The CIA is funding research into resurrecting extinct animals — including the woolly mammoth and tiger-like thylacine — according to news reports.
Via a venture capital investment firm called In-Q-Tel, which the CIA funds, the American intelligence agency has pledged money to the Texas-based tech company Colossal Biosciences. According to Colossal’s website, the company’s goal is to “see the woolly mammoth thunder upon the tundra once again” through the use of genetic engineering — that is, using technology to edit an organism’s DNA.
Colossal has also stated an interest in resurrecting the extinct thylacine, or Tasmanian tiger — a wolf-like marsupial that went extinct in the 1930s — as well as the extinct dodo bird.
According to the In-Q-Tel blog post, investing in this project will help the U.S. government to “set the ethical, as well as the technological, standards” for genetic engineering technology, and keep the U.S. a step ahead of competing nations that may also be interested in reading, writing and altering genetic code.
Not everyone is so optimistic about using genetic engineering tools to revive extinct animals.
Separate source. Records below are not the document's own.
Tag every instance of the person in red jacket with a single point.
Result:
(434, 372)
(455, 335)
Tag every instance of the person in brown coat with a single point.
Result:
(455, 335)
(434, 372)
Critics have warned that, even if a company is able to engineer a healthy proxy mammoth, the mammoth’s natural habitat no longer exists — and, even if it did, genetic code cannot teach an animal how to thrive in an unfamiliar ecosystem, according to Gizmodo. Some scientists also argue that money spent on de-extinction projects could go much further if applied to the conservation of living animals.